An Post is facing a claim for $210 million (£154 million) in a US court battle with the company that designed its most important software.
Escher, the Boston-based firm that last year said it was suing An Post for $70 million, said it had increased its damages demand. The increase is based on Escher's claim that it can show the State-owned company had deliberately compounded matters.
An Post said last night it did not accept Escher's claims. The company said it had contested the case vigorously and would continue to do so.
At the centre of the dispute is the rights to Riposte, a software programme written by Escher which runs post office payments. In the Republic, the system delivers hundreds of thousands of social welfare and State pension payments every week. The ownership of the software is important because the two companies have together marketed it to many other countries. Last November, Escher accused An Post's chief executive, Mr John Hynes, of scuppering the sale of the software company to Andersen Consulting. It later suspended its action for damages, pending a court ruling on who owned the various versions of the Riposte programme.
In an interim ruling, a US judge said he thought An Post could demonstrate a reasonable likelihood of ownership in "something", but said he was, for the moment, not entirely clear about what that was.

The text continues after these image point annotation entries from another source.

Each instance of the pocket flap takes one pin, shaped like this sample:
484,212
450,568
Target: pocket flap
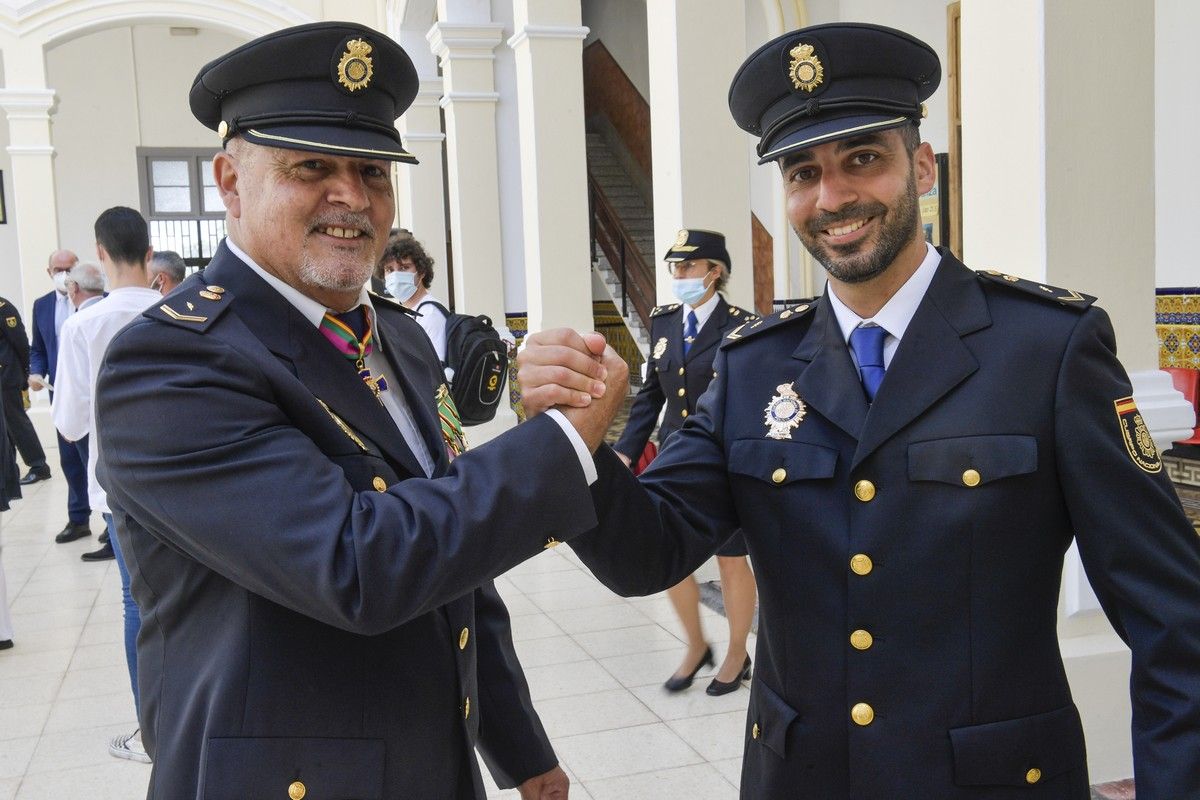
330,769
991,457
799,461
1007,753
771,719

But he gave Escher the rights to sell the current and future versions of the programme.
Escher said yesterday it planned to site its European support base in Dublin and had already leased 14,000 sq ft in the Sandyford industrial estate. The move will require 70 workers almost immediately, growing to 150 over two or three years, Escher said.

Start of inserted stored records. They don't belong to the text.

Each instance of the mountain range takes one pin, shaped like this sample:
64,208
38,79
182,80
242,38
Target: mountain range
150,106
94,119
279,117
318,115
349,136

The renewed damages claim accuses An Post of shirking its responsibilities under a joint marketing agreement, trying to stop Escher from selling Riposte to the German, Danish, Hungarian and Austrian post offices, making false statements about the software and hindering attempts by Escher management to sell the company.
Claiming that An Post persisted in harming the smaller company, Escher is now demanding three times the $70 million it originally sought. Under US law, Escher is entitled to triple its claim if it can show that An Post deliberately compounded a wrong.